Após deixar o governo federal, o presidente também voltará a responder por ações penais pelos crimes de injúria e incitação ao crime, referentes a uma queixa-crime movida pela ex-ministra Maria do Rosário (PT). Trata-se do caso em que, ainda deputado, Bolsonaro disse que a petista “não merece” ser estuprada porque é “muito feia” e “não faz” seu tipo. Estas ações chegaram a ser abertas pelo STF, mas acabaram suspensas quando o presidente foi eleito, em razão da prerrogativa de não responder a processos anteriores ao exercício do cargo.

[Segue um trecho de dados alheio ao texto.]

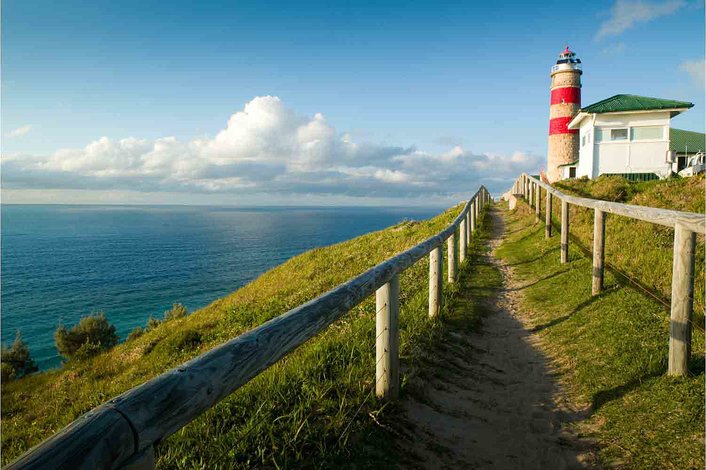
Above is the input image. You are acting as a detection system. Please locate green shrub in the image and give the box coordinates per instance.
[54,313,118,360]
[164,303,187,321]
[590,176,631,202]
[127,326,145,341]
[0,330,37,381]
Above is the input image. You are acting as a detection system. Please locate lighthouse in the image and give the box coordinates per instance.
[547,46,582,182]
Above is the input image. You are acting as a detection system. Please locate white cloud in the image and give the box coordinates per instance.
[679,59,706,90]
[596,0,686,39]
[6,124,32,137]
[3,96,542,198]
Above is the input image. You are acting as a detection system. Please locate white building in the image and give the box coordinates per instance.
[561,95,694,179]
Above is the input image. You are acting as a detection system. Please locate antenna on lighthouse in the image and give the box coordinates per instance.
[547,44,583,182]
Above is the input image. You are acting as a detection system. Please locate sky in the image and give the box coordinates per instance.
[0,0,705,205]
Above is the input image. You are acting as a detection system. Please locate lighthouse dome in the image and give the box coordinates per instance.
[552,46,581,74]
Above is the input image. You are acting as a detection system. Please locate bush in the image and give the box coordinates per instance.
[0,330,38,381]
[54,313,118,360]
[127,326,145,341]
[164,303,187,321]
[591,176,630,202]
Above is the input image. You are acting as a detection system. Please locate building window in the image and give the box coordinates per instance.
[630,126,664,140]
[610,129,628,142]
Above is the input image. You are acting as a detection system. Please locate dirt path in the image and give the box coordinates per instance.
[395,209,593,469]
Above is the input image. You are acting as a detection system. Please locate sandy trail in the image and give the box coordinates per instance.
[395,209,595,469]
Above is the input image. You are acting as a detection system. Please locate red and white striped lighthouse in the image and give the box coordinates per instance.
[547,46,582,182]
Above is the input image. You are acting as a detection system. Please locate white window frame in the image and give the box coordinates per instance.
[593,125,667,144]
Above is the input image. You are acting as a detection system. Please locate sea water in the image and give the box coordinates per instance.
[1,205,441,369]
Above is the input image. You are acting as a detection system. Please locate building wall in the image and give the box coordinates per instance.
[577,112,672,178]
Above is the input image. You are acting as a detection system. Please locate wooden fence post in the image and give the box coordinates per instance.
[446,231,458,282]
[561,200,569,263]
[466,207,471,247]
[375,274,400,400]
[458,217,468,263]
[429,246,444,318]
[534,184,542,222]
[591,209,605,295]
[667,224,696,376]
[544,191,552,238]
[120,446,155,470]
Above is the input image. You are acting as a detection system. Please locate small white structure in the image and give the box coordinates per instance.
[561,95,694,179]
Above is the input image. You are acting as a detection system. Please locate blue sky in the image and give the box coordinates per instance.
[2,0,704,204]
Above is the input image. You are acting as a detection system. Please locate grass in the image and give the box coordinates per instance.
[542,175,706,318]
[2,201,490,468]
[498,199,704,469]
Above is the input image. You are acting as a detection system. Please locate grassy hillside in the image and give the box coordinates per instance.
[498,199,704,469]
[2,206,486,468]
[542,175,706,324]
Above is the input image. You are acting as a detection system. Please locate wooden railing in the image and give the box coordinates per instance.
[8,186,490,469]
[512,174,706,376]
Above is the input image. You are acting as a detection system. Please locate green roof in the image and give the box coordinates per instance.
[669,128,706,153]
[581,95,694,114]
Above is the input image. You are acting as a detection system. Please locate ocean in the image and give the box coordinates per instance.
[1,205,442,369]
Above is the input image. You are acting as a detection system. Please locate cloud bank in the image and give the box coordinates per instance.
[2,96,543,202]
[596,0,686,40]
[679,59,706,89]
[6,124,32,137]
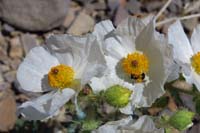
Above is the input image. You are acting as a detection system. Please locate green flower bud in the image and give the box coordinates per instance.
[82,120,101,131]
[169,110,194,131]
[104,85,132,108]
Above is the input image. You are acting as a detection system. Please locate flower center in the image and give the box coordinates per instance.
[122,52,149,82]
[48,64,75,89]
[104,85,132,108]
[191,52,200,74]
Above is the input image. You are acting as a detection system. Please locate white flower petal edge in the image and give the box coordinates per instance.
[18,88,75,120]
[93,116,164,133]
[191,25,200,54]
[17,47,59,92]
[168,21,200,91]
[168,21,193,64]
[47,34,105,85]
[136,21,169,106]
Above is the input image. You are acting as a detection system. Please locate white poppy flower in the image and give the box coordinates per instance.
[92,116,164,133]
[17,35,105,120]
[168,21,200,91]
[90,17,174,111]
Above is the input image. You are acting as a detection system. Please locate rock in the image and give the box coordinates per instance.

O presidente pode ainda ter um reencontro com investigações sobre desvios de salários de gabinetes de seus filhos e de seu próprio gabinete à época em que era deputado. Foi durante o mandato presidencial que a quebra de sigilo bancário do MP do Rio identificaram que assessores do clã também sacavam seus salários quando estavam lotados no gabinete de Jair Bolsonaro na Câmara.

Na mesma investigação, foram identificados os cheques de R$ 89 mil de Fabrício Queiroz para a primeira-dama Michelle Bolsonaro. À época, Flávio Bolsonaro era investigado, e estes servidores passaram pelo gabinete do senador à época em que ele era deputado estadual. Como Bolsonaro já era presidente, também não poderia haver investigação. A quebra de sigilo foi anulada pelo Superior Tribunal de Justiça (STJ), mas o Ministério Público estuda como reiniciar a investigação.

A Advocacia-Geral da União (AGU) defende Bolsonaro nestes inquéritos. Nos autos, o órgão tem afirmado que não há “justa causa” para investigar o presidente. No caso dos pedidos da CPI atendidos pelo STF para prorrogar investigações e passar o caso para a PF, a AGU afirmou que deve ser mantido o entendimento da PGR pelo arquivamento sob pena de “admitir estranha intervenção processual em que determinado indivíduo pleiteia medidas em nome da entidade (MPF), que goza de legitimidade processual para, em nome próprio, falar em juízo, em espécie de tutela ou curatela não prevista em lei”. Em relação aos inquéritos de Alexandre de Moraes, a AGU também tem reiterado que “não há conteúdo ilícito em sua conduta que pudesse justificar” as investigações.

Procuradas, a AGU e a PGR não haviam se manifestado até a publicação desta reportagem.